Not only Surekha but many Dalit women are forced by the caste society to wonder whether their Dalit bodies are desirable enough to be loved, to be caressed, to become a companion, a wife and a family. Most Dalit women are rejected by the caste society as undesirable bodies and are always placed in a dichotomy with their upper-caste counterparts. The light-skinned, savarna women who are considered pure, quiet, delicate, beautiful, and feminine are placed in contrast to Dalit women who are perceived as tough, loud, polluted, and unfeminine, thus projecting them as undesirable bodies. To further the undesirability of Dalit bodies, the caste culture stigmatises Dalit women’s sexuality as ‘impure’, ‘immoral’, ‘improper’ or ‘promiscuous’, and often uses this as a justification for the sexual exploitation of Dalit women by men who are placed higher to them in the caste hierarchy. This often leads to the categorization of Dalit women as either ‘sexual objects’ or ‘sexual victims’. Dalit women are portrayed only in such images that continue to be propagated in popular culture even today, and this has limited the possibilities of the emergence of different subjectivities of Dalit women. The caste culture has succeeded in constructing the notions of the undesirability of Dalit women’s bodies through these controlling images of Dalit women. These notions are so deeply rooted in society that even when an upper-caste man marries a Dalit woman out of love, it is not seen as a ‘romantic’ but as a ‘merely sexual’ relationship.  

Surekha witnessed these notions when she conveyed to her parents her decision to marry Kishore.  Her working-class parents were very worried but agreed with Surekha’s decision as she managed to convince them. But when Surekha told her parents that Kishore and she would not be tying a ritual knot, as they didn’t agree with that patriarchal practice, but instead would only exchange garlands as a ritual of marriage, her parents were devastated.  Despite knowing Kishore for many years, Surekha’s parents feared that not tying a knot would provide an excuse for Kishore to leave Surekha eventually.
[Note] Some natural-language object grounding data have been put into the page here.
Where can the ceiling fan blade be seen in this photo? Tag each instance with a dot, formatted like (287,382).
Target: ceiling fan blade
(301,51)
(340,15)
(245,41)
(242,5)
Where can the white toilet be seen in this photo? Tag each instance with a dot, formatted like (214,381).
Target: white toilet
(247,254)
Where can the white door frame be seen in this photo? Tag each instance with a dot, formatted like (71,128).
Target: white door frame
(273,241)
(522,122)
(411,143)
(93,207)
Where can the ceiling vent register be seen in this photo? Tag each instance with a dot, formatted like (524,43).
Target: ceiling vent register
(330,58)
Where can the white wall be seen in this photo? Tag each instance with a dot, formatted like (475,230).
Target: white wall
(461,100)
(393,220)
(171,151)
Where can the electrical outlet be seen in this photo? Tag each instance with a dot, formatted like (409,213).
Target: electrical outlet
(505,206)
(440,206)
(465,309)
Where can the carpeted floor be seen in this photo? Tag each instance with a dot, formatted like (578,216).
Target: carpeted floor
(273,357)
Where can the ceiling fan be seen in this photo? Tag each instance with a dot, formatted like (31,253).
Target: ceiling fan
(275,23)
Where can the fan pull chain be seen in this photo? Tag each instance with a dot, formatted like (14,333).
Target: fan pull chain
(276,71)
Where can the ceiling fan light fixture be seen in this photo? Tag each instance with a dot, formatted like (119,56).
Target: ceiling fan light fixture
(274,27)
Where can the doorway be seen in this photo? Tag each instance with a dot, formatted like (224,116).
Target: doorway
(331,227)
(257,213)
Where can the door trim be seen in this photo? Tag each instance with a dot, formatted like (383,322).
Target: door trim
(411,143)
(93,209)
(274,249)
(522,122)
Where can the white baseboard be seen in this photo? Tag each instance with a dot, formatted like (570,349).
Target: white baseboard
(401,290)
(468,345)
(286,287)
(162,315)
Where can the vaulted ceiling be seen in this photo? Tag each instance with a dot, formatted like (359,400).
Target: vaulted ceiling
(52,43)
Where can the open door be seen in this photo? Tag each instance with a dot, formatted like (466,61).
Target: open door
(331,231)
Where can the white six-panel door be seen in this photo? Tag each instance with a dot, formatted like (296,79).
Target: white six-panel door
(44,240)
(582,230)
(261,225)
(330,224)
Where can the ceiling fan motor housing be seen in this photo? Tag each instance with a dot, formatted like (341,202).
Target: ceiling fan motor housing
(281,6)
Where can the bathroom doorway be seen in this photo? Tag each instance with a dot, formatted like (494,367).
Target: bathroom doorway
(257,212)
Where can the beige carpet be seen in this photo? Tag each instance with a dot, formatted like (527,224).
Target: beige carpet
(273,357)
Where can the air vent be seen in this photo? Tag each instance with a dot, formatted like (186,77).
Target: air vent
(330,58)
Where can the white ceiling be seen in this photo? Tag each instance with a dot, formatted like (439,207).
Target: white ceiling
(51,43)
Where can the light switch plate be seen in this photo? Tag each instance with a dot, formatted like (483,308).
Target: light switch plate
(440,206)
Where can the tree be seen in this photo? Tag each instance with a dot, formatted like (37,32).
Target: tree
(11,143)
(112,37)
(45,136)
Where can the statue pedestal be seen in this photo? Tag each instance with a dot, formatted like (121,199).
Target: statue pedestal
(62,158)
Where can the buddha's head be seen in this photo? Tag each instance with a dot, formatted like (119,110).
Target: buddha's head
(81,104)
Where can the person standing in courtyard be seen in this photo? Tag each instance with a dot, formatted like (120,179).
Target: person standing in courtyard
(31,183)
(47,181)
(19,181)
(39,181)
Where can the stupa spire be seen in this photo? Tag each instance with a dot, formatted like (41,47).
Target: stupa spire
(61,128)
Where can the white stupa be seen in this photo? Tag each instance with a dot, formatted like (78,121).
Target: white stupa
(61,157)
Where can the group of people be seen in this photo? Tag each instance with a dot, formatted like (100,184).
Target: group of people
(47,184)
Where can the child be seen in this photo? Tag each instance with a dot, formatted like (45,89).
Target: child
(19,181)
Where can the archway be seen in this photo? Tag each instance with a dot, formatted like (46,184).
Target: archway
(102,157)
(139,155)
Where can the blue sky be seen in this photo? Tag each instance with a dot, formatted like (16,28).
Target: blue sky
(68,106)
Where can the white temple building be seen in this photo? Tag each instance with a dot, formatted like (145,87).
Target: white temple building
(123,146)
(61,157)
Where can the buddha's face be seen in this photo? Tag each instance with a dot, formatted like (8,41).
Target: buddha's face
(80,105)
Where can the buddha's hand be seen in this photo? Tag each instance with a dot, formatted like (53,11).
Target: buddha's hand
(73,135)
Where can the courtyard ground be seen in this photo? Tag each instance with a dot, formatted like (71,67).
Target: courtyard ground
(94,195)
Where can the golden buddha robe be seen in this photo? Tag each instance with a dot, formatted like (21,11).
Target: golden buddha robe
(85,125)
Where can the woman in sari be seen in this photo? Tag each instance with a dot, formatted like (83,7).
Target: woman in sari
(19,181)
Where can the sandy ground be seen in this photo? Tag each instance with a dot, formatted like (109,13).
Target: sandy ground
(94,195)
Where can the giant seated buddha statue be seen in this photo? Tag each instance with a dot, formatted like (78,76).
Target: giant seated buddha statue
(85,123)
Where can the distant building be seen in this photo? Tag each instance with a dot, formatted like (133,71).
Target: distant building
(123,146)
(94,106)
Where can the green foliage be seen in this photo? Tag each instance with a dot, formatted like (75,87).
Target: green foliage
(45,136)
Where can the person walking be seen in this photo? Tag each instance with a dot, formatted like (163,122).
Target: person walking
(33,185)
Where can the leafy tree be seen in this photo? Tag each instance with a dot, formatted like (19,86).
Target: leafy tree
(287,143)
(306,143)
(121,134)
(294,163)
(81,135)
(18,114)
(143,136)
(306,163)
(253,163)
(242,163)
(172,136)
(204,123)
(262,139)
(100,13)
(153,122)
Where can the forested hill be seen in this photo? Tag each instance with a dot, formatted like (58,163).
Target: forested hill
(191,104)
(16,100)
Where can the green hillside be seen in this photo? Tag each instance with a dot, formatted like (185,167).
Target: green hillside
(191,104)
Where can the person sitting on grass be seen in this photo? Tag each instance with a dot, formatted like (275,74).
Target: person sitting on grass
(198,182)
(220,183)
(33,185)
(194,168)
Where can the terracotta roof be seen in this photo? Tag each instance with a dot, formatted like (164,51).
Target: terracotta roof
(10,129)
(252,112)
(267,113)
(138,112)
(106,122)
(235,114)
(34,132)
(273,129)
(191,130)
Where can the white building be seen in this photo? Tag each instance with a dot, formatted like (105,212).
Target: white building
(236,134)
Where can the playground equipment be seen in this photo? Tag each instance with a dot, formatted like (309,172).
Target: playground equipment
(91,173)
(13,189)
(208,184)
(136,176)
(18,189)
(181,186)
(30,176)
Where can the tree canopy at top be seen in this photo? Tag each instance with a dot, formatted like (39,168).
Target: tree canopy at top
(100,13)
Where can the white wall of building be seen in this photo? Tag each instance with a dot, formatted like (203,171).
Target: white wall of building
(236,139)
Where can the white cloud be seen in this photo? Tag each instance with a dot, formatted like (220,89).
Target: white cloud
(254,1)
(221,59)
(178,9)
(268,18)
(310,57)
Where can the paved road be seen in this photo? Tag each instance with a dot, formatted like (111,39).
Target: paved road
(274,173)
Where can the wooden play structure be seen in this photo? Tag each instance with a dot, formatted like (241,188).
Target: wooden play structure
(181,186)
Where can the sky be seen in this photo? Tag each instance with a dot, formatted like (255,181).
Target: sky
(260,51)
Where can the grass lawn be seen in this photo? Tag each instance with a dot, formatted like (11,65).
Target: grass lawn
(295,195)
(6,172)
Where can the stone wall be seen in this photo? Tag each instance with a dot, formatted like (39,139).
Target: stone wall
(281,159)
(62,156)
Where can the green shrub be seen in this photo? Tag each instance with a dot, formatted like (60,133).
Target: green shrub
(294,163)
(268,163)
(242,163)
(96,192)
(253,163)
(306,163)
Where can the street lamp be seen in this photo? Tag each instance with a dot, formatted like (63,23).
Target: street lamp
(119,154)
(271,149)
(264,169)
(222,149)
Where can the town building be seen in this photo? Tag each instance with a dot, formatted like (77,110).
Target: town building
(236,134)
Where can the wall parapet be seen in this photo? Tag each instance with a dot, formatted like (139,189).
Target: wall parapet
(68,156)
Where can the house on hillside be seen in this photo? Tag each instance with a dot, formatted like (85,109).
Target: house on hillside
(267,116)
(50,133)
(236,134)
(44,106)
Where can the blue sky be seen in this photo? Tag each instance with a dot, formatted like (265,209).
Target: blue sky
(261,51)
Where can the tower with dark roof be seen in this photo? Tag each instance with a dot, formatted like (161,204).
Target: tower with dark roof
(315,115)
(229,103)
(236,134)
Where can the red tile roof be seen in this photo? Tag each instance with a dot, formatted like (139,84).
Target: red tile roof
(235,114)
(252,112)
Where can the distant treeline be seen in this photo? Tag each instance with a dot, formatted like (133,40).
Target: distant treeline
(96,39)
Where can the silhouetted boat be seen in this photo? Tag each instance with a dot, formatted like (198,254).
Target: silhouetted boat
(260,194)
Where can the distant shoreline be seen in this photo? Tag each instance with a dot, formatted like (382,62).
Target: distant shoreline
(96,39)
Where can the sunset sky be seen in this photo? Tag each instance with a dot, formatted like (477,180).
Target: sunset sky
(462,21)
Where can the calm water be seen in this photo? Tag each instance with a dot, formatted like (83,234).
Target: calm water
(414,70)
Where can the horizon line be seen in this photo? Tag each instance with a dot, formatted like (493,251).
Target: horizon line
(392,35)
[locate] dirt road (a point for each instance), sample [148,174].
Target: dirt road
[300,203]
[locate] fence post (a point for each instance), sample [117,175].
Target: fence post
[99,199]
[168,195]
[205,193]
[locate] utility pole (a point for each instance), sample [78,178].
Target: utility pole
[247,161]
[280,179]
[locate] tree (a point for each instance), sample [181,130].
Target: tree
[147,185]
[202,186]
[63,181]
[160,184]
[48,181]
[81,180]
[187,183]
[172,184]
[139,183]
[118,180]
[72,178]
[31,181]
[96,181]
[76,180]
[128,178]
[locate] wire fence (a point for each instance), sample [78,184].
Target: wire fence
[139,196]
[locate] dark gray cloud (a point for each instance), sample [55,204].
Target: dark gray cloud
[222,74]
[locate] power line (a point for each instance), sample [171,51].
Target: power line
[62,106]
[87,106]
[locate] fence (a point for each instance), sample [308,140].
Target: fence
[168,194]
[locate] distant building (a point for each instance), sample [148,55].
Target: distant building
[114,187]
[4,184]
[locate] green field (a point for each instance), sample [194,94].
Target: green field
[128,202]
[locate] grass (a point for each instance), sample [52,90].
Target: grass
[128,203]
They feared that Surekha was not in the right mind to make this decision because it was an untold knowledge for them that marrying a Dalit woman would mean to take her as a ‘keep’, because such marriages in general are not socially validated. They were very anxious that their daughter would never get the legal position of being a wife in caste society. Though Surekha understood the concerns of her parents she was sure of her choice. Therefore she tried to convince her parents that there were other possibilities other than the one they knew of, but felt helpless as she could not pinpoint any examples of alternative realities existing around her. She thought hard about whether she knew some Dalit women who married out of their caste but she only found examples of a few celebrated inter-caste marriages of Dalit male activists. She wondered whether there were no Dalit women who entered an inter-caste marriage or whether it was not given enough importance to be popularised. 

Not only Surekha but many Dalit women who married out of caste would wonder why their marriages never entered the discourse on inter-caste relationships/marriages, why recent films portraying Dalit love only focus on Dalit men’s love and not theirs, and why their transgressive love has always been invisible to society. Many Dalit women would wonder whether their love, desire, and need for a community with shared experience, matter; whether giving hope to other Dalit women to transgress the intersecting structural boundaries to date, desire, love and to build intimacies matter, and whether their imagination of new forms of families and society matter.

Surekha felt it mattered. She felt it was both a personal and social commitment to create such alternative realities. Therefore, she decided that even if she did not convince her family, she would rebel and would marry Kishore, the way they both wanted, to build their own form of family.